The white man was in front. Sonny was next. Rubberlips and Lowtop were running at Sonny's heels. Behind them the spectators stretched out in a ragged line.
The white man ran past a group of eight Arabs at the corner of 127th Street. All of the Arabs had heavy, grizzly black beards. All wore bright green turbans, smoke-colored glasses, and ankle-length white robes. Their complexions ranged from stovepipe black to mustard. They were jabbering and gesticulating like a frenzied group of caged monkeys. The air was redolent with the pungent scent of marijuana.
"An infidel!" one yelled.
The jabbering stopped abruptly. They wheeled in a group after the white man.
The white man heard the shout. He saw the sudden movement through the corners of his eyes. He leaped forward from the curb.
A car coming fast down 127th Street burnt rubber in an ear-splitting shriek to keep from running him down.
Seen in the car's headlights, his sweating face was bright red and muscle-ridged; his blue eyes black with panic; his gray-shot hair in wild disorder.
Instinctively he leaped high and sideways, away from the oncoming car. His arms and legs flew out in grotesque silhouette.
At that instant Sonny came abreast of the Arabs and shot at the leaping white man while he was still in the air.
The orange blast lit up Sonny's distorted face and the roar of the gunshot sounded like a fusillade.

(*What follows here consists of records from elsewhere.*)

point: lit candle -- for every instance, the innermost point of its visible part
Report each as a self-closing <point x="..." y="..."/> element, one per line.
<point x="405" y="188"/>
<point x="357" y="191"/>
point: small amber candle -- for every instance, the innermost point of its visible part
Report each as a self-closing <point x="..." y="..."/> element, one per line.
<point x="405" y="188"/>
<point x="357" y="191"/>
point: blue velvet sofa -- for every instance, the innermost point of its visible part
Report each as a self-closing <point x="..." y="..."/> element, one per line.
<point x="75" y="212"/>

The big white man shuddered and came down limp. He landed face down and in a spread-eagled posture. He didn't getup.
Sonny ran up to him with the smoking pistol dangling from his hand. He was starkly spotlighted by the car's headlights. He looked at the white man lying face down in the middle of the street and started laughing. He doubled over laughing, his arms jerking and his body rocking.
Lowtop and Rubberlips caught up. The eight Arabs joined them in the beams of light.

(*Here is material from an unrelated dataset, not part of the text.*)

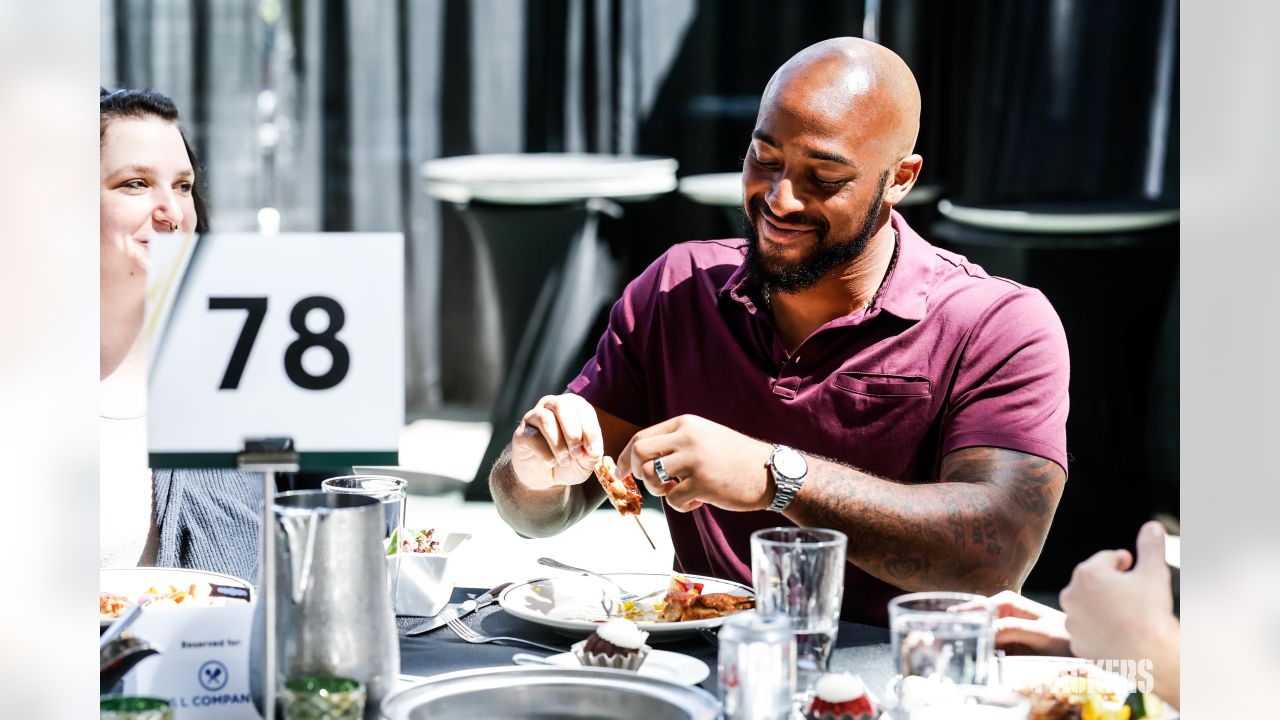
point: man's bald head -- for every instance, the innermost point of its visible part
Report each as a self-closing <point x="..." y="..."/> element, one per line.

"Man, what happened?" Lowtop asked.
The Arabs looked at him and began to laugh.
Rubberlips began to laugh too, then Lowtop.
All of them stood in the stark white light, swaying and rocking and doubling up with laughter.

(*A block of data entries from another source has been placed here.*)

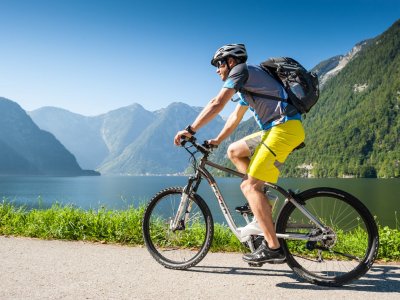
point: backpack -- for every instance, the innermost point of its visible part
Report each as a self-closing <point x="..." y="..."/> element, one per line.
<point x="300" y="85"/>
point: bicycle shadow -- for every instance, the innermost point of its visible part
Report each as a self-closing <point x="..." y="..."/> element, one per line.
<point x="240" y="271"/>
<point x="379" y="279"/>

Sonny was trying to say something but he was laughing so hard he couldn't get it out.
A police siren sounded nearby.


2

The telephone rang in the captain's office at the 126th Street precinct station. The uniformed officer behind the desk reached for the outside phone without looking up from behind the record sheet he was filling out.
"Harlem precinct, Lieutenant Anderson," he said.
A high-pitched correct voice said, "Are you the man in charge?"
"Yes, lady," Lieutenant Anderson said patiently and went on writing with his free hand.
"I want to report that a white man is being chased down Lenox Avenue by a colored man with a gun," the voice said with the smug sanctimoniousness of a saved sister.
Lieutenant Anderson pushed aside the record sheet and pulled forward a report pad.
When he'd finished taking down the essential details of her incoherent account, he said, "Thank you, Mrs. Collins," hung up and reached for the closed line to central police on Centre Street.
"Give me the radio dispatcher," he said.


Two colored men were driving east on 135th Street in the wake of a crosstown bus. Shapeless dark hats sat squarely on their clipped kinky hair and their big frames filled up the front seat of a small, battered black sedan.
Static crackled from the shortwave radio and a metallic voice said: "Calling all cars. Riot threatens in Harlem. White man running south on Lenox Avenue at 128th Street. Chased by drunken Negro with gun. Danger of murder."
"Better goose it," the one on the inside said in a grating voice.
"I reckon so," the driver replied laconically.